I am writing this week from the second of two major in-water boat shows presented on the Great Lakes. The first was at Michigan City (near Chicago) and, now, this show at Cedar Point (between Cleveland & Detroit.) Today was opening day and as I walked the docks and land spaces it occurred to me that this is a very good show featuring an abundance of great boats on display. In fact, its the largest show here at Cedar Point in at least a decade. Now that I think about it, the same can be said about the Michigan City show that was held late last month.

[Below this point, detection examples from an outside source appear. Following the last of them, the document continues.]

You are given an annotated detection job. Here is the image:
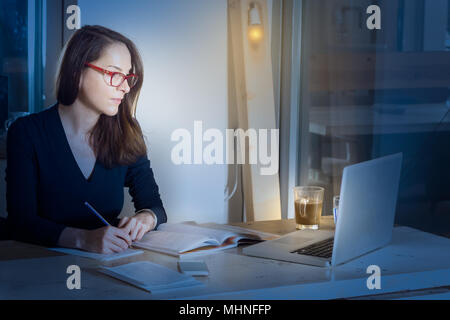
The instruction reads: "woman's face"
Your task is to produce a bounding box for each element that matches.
[78,43,131,116]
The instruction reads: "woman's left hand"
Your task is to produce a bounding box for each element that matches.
[117,212,155,241]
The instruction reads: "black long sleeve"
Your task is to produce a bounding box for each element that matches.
[5,105,167,246]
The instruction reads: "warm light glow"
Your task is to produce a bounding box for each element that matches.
[248,25,264,43]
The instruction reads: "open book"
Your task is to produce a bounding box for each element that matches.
[133,223,278,259]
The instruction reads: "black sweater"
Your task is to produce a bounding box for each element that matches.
[5,104,167,246]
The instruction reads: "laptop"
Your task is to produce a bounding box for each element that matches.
[242,153,402,267]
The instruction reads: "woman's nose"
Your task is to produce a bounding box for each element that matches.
[119,80,130,93]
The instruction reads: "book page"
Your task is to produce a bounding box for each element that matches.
[99,261,204,291]
[48,248,143,261]
[134,228,220,254]
[158,223,237,244]
[200,222,280,240]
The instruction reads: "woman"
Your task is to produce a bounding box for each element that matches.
[6,26,167,253]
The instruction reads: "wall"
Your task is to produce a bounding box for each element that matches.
[79,0,228,223]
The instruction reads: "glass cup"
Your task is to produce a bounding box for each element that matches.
[333,196,340,224]
[294,187,325,230]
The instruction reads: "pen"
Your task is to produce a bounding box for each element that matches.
[84,201,110,226]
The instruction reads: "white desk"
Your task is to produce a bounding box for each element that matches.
[0,218,450,299]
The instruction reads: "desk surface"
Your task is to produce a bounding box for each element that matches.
[0,217,450,299]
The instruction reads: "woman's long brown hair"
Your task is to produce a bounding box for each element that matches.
[56,26,147,168]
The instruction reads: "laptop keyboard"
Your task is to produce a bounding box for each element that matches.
[291,238,334,258]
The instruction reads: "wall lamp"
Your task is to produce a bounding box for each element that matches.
[248,2,264,45]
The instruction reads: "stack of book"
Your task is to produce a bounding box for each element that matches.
[133,223,279,259]
[99,261,204,293]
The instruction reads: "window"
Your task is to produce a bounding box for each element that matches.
[280,0,450,233]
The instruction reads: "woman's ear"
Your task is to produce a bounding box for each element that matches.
[78,71,84,90]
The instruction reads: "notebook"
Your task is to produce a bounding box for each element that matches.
[133,223,278,259]
[48,248,144,262]
[99,261,204,293]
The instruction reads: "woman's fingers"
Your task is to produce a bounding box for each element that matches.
[109,235,129,251]
[136,228,147,241]
[117,217,130,228]
[112,228,131,247]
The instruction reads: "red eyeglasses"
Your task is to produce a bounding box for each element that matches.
[85,62,138,89]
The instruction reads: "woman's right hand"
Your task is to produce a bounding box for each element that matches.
[81,226,131,253]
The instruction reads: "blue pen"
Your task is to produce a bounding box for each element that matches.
[84,201,110,226]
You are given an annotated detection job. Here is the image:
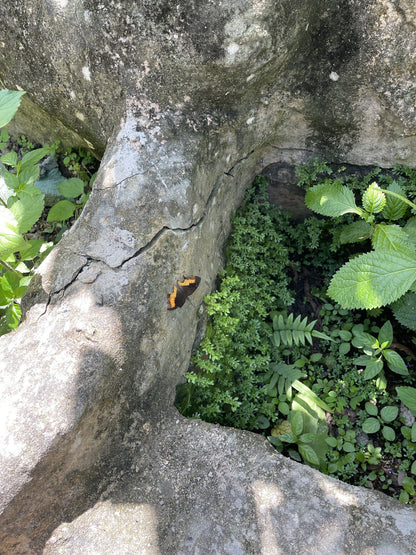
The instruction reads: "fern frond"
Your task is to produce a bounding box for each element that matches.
[273,313,333,347]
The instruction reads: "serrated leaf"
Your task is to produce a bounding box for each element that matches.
[363,182,386,214]
[383,181,407,220]
[328,251,416,309]
[378,320,393,346]
[381,426,396,441]
[390,291,416,331]
[0,206,26,259]
[298,444,319,466]
[396,386,416,416]
[0,150,17,168]
[290,411,303,436]
[363,359,383,380]
[0,89,25,127]
[380,405,399,422]
[305,183,361,217]
[46,200,75,222]
[10,191,44,233]
[56,177,84,198]
[363,417,380,434]
[383,349,409,376]
[371,223,415,254]
[339,220,373,245]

Now, when I say very good show I mean the visiting public will be seeing a very large selection of boats, definitely many more than last year and that ought to turn visitors on. Then it hit me they may not be very turned on when they discover theyre looking at last years models! Oh, yes, there are definitely some 08s throughout the show. But theres a very large number of 07s in almost every exhibit. And thats not good because it obviously means dealers are too heavy in non-currents and are hoping the boat show will be the vehicle to move them out. But that started me thinking; here is an opportunity for me to use this Blog to recognize good ideas manufacturers are using to help clear non-currents from the pipeline. So I started asking dealers for examples.
Sadly, only a couple reported help in the form of significant spiffs on certain models, etc. Most said their manufacturers offered little or no help with non-currents, not even a simple program that could shift inventory out of a market where it wont move to another dealer in a market where it can.
It all leaves me with this interesting question: Should a manufacturer be obligated to help move non-currents out of a dealers inventory and, if so, how could that reasonably be accomplished by the manufacturer?